All of lore.kernel.org
 help / color / mirror / Atom feed
From: Joanne Koong <joannelkoong@gmail.com>
To: Kuniyuki Iwashima <kuniyu@amazon.com>
Cc: davem@davemloft.net, edumazet@google.com, jirislaby@kernel.org,
	kuba@kernel.org, kuni1840@gmail.com, netdev@vger.kernel.org,
	pabeni@redhat.com
Subject: Re: [PATCH RFC net 1/2] tcp: Add TIME_WAIT sockets in bhash2.
Date: Fri, 23 Dec 2022 11:34:40 -0800	[thread overview]
Message-ID: <CAJnrk1ZTh89qcMoC4nzE8-E-Do9idwmjXAcV-J1THkPjaZGqFw@mail.gmail.com> (raw)
In-Reply-To: <20221223015537.4249-1-kuniyu@amazon.com>

On Thu, Dec 22, 2022 at 5:55 PM Kuniyuki Iwashima <kuniyu@amazon.com> wrote:
>
> From:   Joanne Koong <joannelkoong@gmail.com>
> Date:   Thu, 22 Dec 2022 16:25:10 -0800
> > On Thu, Dec 22, 2022 at 3:27 PM Kuniyuki Iwashima <kuniyu@amazon.com> wrote:
> > >
> > > From:   Joanne Koong <joannelkoong@gmail.com>
> > > Date:   Thu, 22 Dec 2022 13:46:57 -0800
> > > > On Thu, Dec 22, 2022 at 7:06 AM Paolo Abeni <pabeni@redhat.com> wrote:
> > > > >
> > > > > On Thu, 2022-12-22 at 00:12 +0900, Kuniyuki Iwashima wrote:
> > > > > > Jiri Slaby reported regression of bind() with a simple repro. [0]
> > > > > >
> > > > > > The repro creates a TIME_WAIT socket and tries to bind() a new socket
> > > > > > with the same local address and port.  Before commit 28044fc1d495 ("net:
> > > > > > Add a bhash2 table hashed by port and address"), the bind() failed with
> > > > > > -EADDRINUSE, but now it succeeds.
> > > > > >
> > > > > > The cited commit should have put TIME_WAIT sockets into bhash2; otherwise,
> > > > > > inet_bhash2_conflict() misses TIME_WAIT sockets when validating bind()
> > > > > > requests if the address is not a wildcard one.
> > > >
> > > > (resending my reply because it wasn't in plaintext mode)
> > > >
> > > > Thanks for adding this!
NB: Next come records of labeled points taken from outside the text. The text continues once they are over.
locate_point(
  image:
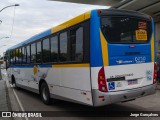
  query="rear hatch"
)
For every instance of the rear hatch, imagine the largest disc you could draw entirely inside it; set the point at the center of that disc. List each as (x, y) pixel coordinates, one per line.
(129, 51)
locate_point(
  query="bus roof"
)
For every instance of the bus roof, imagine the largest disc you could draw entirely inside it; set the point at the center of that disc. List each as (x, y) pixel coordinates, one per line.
(62, 26)
(73, 21)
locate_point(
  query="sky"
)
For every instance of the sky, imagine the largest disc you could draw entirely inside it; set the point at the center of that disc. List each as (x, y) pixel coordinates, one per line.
(33, 17)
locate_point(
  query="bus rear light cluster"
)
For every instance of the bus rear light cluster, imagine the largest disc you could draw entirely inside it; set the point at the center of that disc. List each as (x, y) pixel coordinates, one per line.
(102, 81)
(155, 74)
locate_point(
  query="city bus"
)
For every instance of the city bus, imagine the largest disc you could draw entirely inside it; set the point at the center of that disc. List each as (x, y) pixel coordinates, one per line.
(101, 57)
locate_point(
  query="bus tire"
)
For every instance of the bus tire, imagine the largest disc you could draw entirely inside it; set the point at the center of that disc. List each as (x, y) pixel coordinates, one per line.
(14, 82)
(45, 94)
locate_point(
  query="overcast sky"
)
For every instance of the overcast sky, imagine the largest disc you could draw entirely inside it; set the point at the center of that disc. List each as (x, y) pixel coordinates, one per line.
(33, 17)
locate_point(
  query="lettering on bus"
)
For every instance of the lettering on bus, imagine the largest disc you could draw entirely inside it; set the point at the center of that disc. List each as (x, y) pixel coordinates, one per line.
(140, 59)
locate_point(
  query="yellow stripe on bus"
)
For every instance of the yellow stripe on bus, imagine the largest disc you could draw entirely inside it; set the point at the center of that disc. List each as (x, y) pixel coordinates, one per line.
(152, 48)
(70, 65)
(104, 46)
(72, 22)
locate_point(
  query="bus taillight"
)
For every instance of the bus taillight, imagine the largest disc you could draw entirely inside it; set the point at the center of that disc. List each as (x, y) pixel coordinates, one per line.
(155, 73)
(102, 80)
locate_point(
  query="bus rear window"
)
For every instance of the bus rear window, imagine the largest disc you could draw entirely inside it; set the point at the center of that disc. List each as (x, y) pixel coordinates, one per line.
(126, 29)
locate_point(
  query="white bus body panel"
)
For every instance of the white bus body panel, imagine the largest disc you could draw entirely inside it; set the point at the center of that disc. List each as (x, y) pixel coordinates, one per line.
(72, 84)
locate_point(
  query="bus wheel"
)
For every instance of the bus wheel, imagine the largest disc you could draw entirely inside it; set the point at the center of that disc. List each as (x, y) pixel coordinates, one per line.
(44, 92)
(14, 81)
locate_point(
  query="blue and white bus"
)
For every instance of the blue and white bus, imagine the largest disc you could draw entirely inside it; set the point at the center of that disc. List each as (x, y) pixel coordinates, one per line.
(98, 58)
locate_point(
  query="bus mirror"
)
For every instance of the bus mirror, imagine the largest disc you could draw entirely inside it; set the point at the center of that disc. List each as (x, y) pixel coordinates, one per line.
(5, 58)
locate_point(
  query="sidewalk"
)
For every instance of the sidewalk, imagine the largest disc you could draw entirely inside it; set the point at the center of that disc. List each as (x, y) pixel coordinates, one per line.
(4, 104)
(3, 96)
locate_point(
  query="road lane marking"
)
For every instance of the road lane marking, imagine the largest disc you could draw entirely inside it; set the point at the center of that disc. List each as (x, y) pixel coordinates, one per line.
(17, 98)
(19, 102)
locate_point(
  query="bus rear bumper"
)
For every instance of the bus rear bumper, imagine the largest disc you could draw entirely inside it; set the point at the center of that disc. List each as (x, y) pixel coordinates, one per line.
(101, 98)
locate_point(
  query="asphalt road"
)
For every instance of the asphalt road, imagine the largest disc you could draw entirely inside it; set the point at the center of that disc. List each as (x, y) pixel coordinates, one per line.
(29, 101)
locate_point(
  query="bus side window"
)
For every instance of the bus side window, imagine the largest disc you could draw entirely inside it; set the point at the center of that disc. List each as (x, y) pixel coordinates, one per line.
(33, 53)
(46, 51)
(63, 47)
(20, 55)
(76, 44)
(28, 54)
(23, 55)
(39, 52)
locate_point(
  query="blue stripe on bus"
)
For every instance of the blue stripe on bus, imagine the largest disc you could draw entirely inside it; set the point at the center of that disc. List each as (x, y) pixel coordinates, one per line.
(31, 66)
(155, 50)
(36, 37)
(95, 44)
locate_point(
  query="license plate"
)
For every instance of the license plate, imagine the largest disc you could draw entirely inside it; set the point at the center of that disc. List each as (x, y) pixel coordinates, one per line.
(132, 82)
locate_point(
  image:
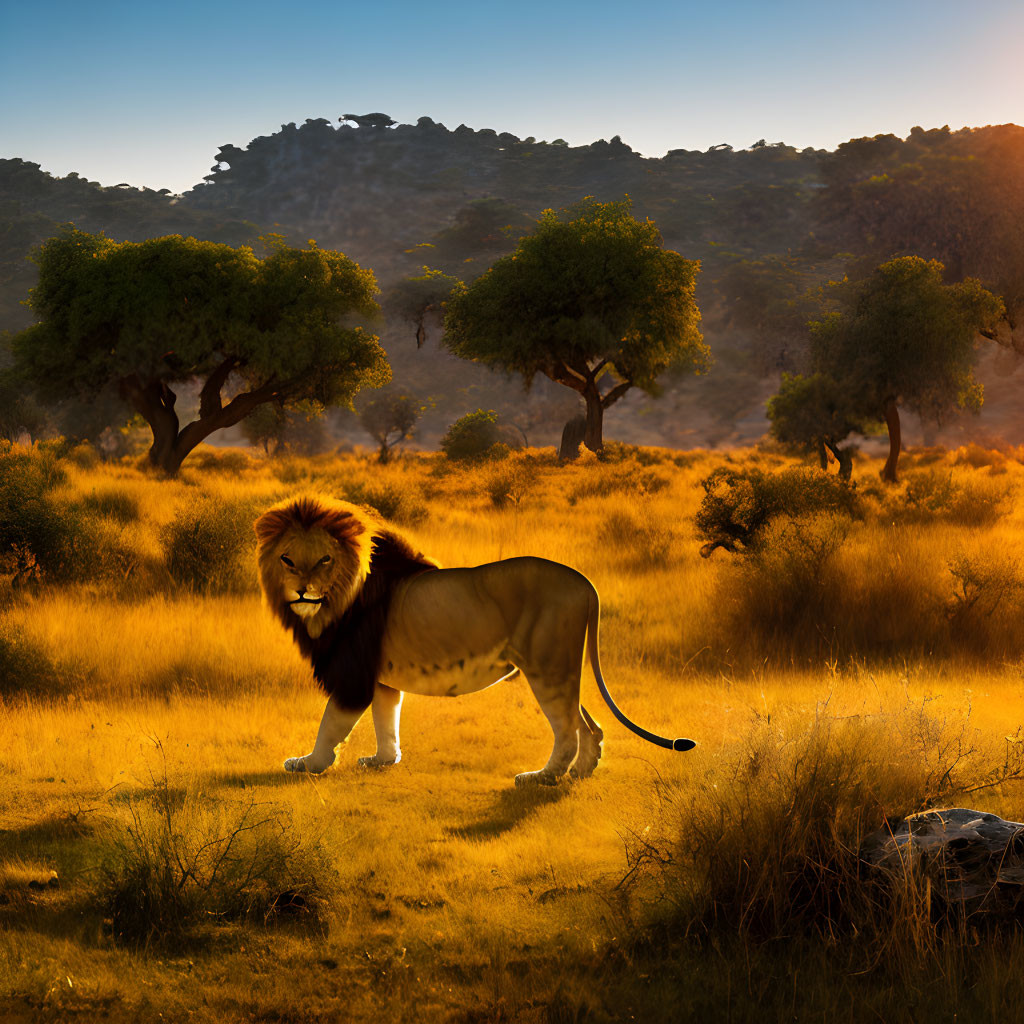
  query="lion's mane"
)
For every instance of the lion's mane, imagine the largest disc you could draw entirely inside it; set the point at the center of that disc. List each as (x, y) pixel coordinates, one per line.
(346, 654)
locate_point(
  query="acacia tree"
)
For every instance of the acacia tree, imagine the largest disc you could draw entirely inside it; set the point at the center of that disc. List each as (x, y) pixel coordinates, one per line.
(592, 300)
(150, 316)
(414, 299)
(816, 414)
(905, 338)
(390, 419)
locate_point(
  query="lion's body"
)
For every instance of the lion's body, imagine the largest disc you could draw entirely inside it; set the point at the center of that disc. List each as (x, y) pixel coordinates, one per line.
(527, 613)
(375, 619)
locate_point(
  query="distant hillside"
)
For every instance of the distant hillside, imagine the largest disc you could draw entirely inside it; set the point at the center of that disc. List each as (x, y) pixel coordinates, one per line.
(768, 223)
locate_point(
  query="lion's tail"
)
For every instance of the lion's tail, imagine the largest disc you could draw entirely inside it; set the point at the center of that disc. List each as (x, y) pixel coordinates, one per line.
(595, 664)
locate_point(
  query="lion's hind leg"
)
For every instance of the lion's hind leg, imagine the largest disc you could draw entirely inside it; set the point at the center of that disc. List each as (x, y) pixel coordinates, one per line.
(560, 704)
(386, 710)
(591, 738)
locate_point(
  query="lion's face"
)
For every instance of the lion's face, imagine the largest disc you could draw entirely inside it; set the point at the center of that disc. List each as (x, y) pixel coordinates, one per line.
(313, 557)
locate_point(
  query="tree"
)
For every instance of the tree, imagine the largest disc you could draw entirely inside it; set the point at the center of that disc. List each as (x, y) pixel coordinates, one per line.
(816, 414)
(390, 419)
(590, 296)
(905, 338)
(152, 315)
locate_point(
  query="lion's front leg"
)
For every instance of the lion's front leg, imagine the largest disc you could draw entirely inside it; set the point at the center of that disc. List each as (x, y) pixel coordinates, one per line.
(386, 711)
(336, 724)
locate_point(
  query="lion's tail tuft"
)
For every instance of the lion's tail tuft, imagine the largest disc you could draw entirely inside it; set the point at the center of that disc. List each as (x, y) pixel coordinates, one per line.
(595, 664)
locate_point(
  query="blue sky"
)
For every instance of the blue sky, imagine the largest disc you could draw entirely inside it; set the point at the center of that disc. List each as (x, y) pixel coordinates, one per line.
(146, 93)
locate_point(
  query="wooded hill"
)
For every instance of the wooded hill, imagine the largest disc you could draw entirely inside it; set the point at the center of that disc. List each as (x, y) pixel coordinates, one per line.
(769, 223)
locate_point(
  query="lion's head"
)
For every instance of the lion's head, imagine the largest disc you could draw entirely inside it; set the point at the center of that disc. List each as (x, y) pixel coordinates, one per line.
(313, 559)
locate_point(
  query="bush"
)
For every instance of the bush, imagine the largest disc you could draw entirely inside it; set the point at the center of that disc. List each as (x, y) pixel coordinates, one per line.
(768, 846)
(25, 667)
(935, 495)
(788, 585)
(389, 501)
(121, 506)
(177, 862)
(626, 477)
(637, 539)
(474, 436)
(207, 544)
(40, 537)
(738, 505)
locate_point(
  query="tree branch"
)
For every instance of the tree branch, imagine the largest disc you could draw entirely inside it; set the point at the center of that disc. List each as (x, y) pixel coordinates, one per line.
(561, 374)
(615, 393)
(209, 397)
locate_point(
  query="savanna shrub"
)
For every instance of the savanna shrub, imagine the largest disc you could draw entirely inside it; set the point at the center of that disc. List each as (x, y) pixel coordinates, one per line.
(389, 500)
(637, 539)
(475, 435)
(785, 589)
(738, 504)
(25, 667)
(210, 546)
(121, 506)
(768, 845)
(510, 485)
(176, 863)
(626, 477)
(935, 495)
(41, 538)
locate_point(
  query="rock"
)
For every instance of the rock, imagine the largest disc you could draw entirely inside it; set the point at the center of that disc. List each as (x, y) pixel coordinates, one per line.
(973, 859)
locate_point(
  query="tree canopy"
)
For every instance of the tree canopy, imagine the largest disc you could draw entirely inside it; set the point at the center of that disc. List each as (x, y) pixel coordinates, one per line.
(590, 296)
(152, 315)
(903, 337)
(816, 414)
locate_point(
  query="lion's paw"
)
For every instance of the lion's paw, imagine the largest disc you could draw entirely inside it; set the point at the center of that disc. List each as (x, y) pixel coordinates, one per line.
(305, 765)
(528, 778)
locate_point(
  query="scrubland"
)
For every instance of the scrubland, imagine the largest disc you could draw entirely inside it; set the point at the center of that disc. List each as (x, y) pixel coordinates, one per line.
(850, 665)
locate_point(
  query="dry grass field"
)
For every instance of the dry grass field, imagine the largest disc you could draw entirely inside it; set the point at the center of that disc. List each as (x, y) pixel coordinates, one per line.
(847, 667)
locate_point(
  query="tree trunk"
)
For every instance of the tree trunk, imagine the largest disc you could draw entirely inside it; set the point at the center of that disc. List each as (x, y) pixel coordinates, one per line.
(155, 401)
(892, 423)
(595, 418)
(572, 435)
(845, 459)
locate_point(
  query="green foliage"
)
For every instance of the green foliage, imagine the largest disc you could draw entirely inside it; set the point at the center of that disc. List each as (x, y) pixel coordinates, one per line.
(390, 419)
(588, 293)
(175, 863)
(122, 506)
(810, 412)
(388, 500)
(739, 504)
(207, 545)
(904, 336)
(25, 667)
(145, 315)
(600, 287)
(475, 435)
(768, 845)
(412, 299)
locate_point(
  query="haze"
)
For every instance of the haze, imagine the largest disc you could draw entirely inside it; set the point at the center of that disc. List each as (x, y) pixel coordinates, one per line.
(145, 94)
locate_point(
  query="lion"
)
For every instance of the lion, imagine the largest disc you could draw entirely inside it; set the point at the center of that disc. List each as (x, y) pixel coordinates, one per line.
(377, 619)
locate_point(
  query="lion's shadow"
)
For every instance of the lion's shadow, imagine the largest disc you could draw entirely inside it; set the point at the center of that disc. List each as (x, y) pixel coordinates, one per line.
(512, 808)
(249, 779)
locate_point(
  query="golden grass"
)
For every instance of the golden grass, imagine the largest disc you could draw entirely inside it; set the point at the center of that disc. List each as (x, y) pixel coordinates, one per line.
(450, 895)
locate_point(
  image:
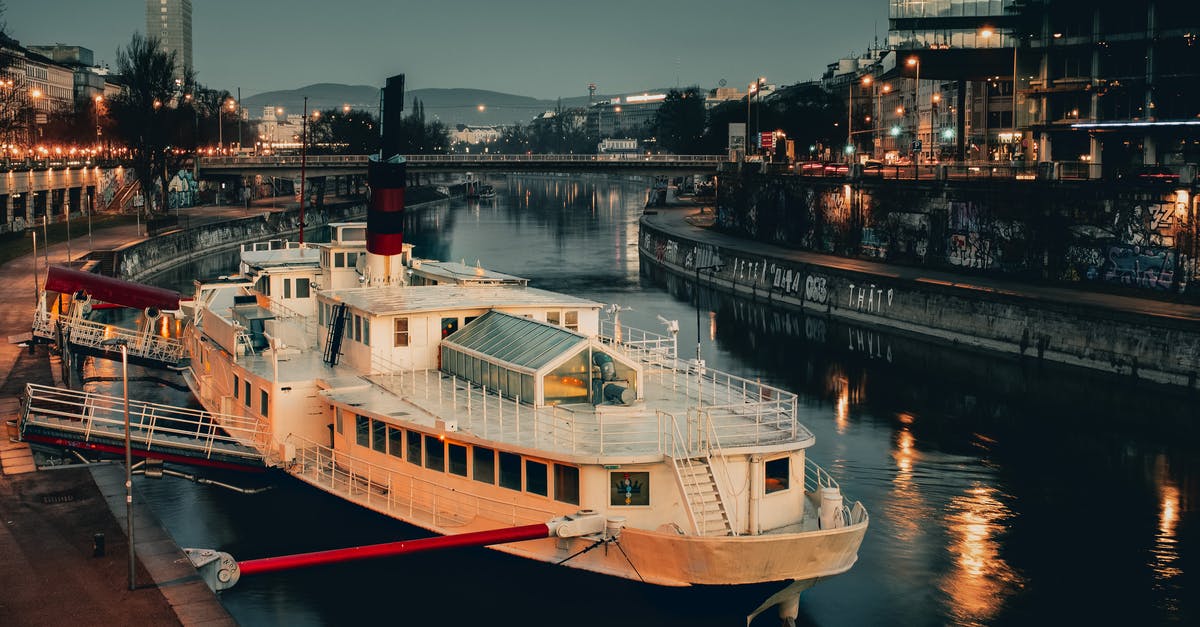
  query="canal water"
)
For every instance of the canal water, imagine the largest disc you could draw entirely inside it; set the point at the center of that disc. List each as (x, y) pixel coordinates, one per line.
(1001, 491)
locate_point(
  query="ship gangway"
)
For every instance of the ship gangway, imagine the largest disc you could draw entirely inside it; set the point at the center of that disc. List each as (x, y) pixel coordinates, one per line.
(149, 345)
(88, 422)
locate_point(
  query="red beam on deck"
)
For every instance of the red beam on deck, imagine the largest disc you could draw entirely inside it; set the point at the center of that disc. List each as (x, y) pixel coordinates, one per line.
(477, 538)
(108, 290)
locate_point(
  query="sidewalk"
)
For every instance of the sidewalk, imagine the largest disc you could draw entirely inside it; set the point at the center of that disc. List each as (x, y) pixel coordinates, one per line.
(687, 222)
(49, 574)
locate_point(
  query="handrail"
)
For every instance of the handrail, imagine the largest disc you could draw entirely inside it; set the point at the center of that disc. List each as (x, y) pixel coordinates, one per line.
(156, 425)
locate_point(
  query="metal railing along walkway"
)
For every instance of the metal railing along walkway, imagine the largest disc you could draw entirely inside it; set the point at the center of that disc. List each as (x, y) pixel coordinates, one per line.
(88, 421)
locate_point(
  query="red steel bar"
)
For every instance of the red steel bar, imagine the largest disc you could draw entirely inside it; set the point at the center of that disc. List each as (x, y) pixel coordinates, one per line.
(477, 538)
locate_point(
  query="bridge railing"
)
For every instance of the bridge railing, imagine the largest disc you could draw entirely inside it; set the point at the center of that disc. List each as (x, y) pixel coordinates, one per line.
(354, 160)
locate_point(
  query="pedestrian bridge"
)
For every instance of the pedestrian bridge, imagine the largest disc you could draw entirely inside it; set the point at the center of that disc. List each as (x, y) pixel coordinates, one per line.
(82, 421)
(345, 165)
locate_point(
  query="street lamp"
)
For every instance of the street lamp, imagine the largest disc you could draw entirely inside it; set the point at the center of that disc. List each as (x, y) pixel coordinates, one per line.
(129, 452)
(714, 268)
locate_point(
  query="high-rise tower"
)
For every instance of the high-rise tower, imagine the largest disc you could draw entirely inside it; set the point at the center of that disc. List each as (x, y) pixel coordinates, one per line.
(171, 22)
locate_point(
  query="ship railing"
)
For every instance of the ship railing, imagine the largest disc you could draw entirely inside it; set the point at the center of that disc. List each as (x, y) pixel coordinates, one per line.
(649, 348)
(399, 494)
(815, 478)
(743, 412)
(145, 345)
(155, 427)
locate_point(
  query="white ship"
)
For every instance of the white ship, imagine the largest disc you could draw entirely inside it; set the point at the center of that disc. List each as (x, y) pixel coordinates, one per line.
(460, 399)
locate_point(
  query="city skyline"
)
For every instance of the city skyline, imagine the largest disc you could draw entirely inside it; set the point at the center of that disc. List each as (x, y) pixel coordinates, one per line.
(522, 47)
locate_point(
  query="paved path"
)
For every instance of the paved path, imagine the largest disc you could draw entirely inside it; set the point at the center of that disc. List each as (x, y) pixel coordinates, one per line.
(687, 222)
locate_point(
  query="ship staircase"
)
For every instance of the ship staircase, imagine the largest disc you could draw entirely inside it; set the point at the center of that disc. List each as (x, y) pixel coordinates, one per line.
(88, 422)
(697, 463)
(73, 333)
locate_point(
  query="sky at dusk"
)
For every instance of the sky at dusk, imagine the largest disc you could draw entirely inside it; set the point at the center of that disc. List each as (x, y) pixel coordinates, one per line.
(527, 47)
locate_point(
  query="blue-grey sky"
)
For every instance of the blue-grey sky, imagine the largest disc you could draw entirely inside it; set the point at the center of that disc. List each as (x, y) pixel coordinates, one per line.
(528, 47)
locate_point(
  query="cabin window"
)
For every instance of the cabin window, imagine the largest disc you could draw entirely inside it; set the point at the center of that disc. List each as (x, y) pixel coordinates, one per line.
(567, 484)
(379, 436)
(435, 453)
(510, 471)
(535, 477)
(400, 332)
(484, 465)
(395, 442)
(457, 459)
(363, 430)
(414, 447)
(629, 488)
(778, 471)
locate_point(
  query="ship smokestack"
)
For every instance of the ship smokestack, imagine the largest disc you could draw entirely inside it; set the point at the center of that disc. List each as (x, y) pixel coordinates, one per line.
(387, 179)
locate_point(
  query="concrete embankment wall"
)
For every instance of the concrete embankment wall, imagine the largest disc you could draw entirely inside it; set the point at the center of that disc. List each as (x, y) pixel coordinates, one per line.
(143, 258)
(1140, 346)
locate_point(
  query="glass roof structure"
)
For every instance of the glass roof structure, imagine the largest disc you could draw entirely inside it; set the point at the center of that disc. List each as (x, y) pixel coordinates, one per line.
(516, 341)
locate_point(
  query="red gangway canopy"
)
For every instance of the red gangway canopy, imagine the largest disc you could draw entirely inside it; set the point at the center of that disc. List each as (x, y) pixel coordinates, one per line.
(108, 290)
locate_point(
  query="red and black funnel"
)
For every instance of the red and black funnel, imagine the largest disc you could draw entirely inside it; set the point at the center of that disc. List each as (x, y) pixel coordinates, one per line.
(387, 177)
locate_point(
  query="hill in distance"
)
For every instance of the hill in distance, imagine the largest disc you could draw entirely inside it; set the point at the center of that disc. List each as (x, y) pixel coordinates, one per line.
(451, 106)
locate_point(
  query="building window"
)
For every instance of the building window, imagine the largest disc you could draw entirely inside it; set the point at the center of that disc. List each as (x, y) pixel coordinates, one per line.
(363, 430)
(379, 436)
(457, 459)
(778, 471)
(435, 454)
(484, 465)
(395, 442)
(510, 471)
(629, 488)
(535, 477)
(414, 447)
(567, 484)
(401, 332)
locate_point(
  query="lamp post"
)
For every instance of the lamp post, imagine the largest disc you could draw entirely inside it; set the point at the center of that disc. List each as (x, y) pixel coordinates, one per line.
(129, 453)
(916, 100)
(714, 268)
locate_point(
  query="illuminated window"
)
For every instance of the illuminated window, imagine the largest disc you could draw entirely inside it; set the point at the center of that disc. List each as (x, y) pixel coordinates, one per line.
(535, 477)
(629, 488)
(778, 471)
(395, 442)
(456, 457)
(567, 484)
(435, 454)
(363, 430)
(400, 332)
(484, 465)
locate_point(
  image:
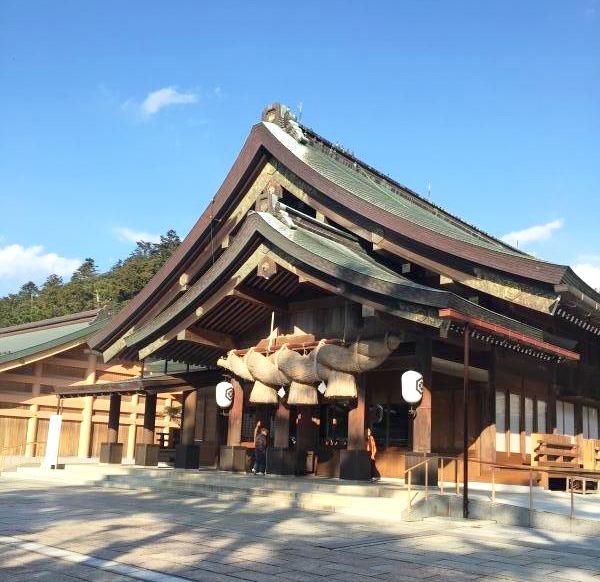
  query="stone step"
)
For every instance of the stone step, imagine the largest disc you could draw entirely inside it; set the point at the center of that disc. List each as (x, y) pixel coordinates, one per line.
(253, 493)
(232, 480)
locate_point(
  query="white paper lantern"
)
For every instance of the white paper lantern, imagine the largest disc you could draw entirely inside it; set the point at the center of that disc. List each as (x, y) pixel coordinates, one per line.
(412, 386)
(224, 394)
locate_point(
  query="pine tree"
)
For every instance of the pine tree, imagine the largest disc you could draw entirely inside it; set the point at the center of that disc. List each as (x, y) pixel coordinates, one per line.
(87, 288)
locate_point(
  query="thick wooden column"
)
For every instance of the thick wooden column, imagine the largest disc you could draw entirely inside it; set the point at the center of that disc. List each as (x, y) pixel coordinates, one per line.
(356, 419)
(355, 461)
(85, 430)
(487, 439)
(188, 428)
(282, 427)
(132, 430)
(187, 453)
(112, 450)
(32, 422)
(114, 414)
(234, 430)
(166, 431)
(422, 422)
(149, 418)
(551, 426)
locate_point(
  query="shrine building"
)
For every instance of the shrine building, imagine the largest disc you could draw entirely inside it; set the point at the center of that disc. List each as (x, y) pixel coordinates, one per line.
(310, 284)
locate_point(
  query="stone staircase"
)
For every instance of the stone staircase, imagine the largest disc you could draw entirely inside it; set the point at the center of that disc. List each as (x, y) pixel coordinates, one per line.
(379, 501)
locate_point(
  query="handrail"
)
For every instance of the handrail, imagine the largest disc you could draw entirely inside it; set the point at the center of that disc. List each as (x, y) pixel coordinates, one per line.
(570, 477)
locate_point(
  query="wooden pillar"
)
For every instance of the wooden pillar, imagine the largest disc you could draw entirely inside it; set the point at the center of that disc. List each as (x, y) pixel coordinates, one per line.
(356, 419)
(166, 429)
(150, 418)
(421, 441)
(114, 414)
(188, 428)
(487, 443)
(85, 430)
(32, 422)
(551, 423)
(132, 430)
(282, 427)
(234, 430)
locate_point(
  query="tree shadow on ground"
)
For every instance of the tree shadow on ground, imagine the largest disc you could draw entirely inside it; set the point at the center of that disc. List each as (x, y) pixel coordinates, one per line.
(217, 540)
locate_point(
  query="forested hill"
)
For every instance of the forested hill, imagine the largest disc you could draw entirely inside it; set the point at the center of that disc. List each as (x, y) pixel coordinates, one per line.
(88, 289)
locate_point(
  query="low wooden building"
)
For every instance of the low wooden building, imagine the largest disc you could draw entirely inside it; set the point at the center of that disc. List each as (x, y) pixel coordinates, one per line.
(35, 359)
(312, 282)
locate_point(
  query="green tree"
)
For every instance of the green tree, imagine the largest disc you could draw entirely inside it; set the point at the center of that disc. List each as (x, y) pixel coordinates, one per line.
(87, 288)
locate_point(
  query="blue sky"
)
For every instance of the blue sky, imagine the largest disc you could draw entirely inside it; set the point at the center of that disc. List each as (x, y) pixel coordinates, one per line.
(121, 118)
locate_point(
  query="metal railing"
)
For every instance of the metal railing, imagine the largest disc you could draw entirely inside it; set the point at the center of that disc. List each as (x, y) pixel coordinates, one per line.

I hadn't realized TIME_WAIT sockets also are
> > > > considered when checking against inet bind conflicts.
> > > >
> > > > >
> > > > > How does keeping the timewait sockets inside bhash2 affect the bind
> > > > > loopup performance? I fear that could defeat completely the goal of
> > > > > 28044fc1d495, on quite busy server we could have quite a bit of tw with
> > > > > the same address/port. If so, we could even consider reverting
> > > > > 28044fc1d495.
> > >
> > > It will slow down along the number of twsk, but I think it's still faster
> > > than bhash if we listen() on multiple IP.  If we don't, bhash is always
> > > faster because of bhash2's additional locking.  However, this is the
> > > nature of bhash2 from the beginning.
> > >
> > >
> > > > >
> > > >
> > > > Can you clarify what you mean by bind loopup?
> > >
> > > I think it means just bhash2 traversal.  (s/loopup/lookup/)
> > >
> > > >
> > > > > > [0]: https://lore.kernel.org/netdev/6b971a4e-c7d8-411e-1f92-fda29b5b2fb9@kernel.org/
> > > > > >
> > > > > > Fixes: 28044fc1d495 ("net: Add a bhash2 table hashed by port and address")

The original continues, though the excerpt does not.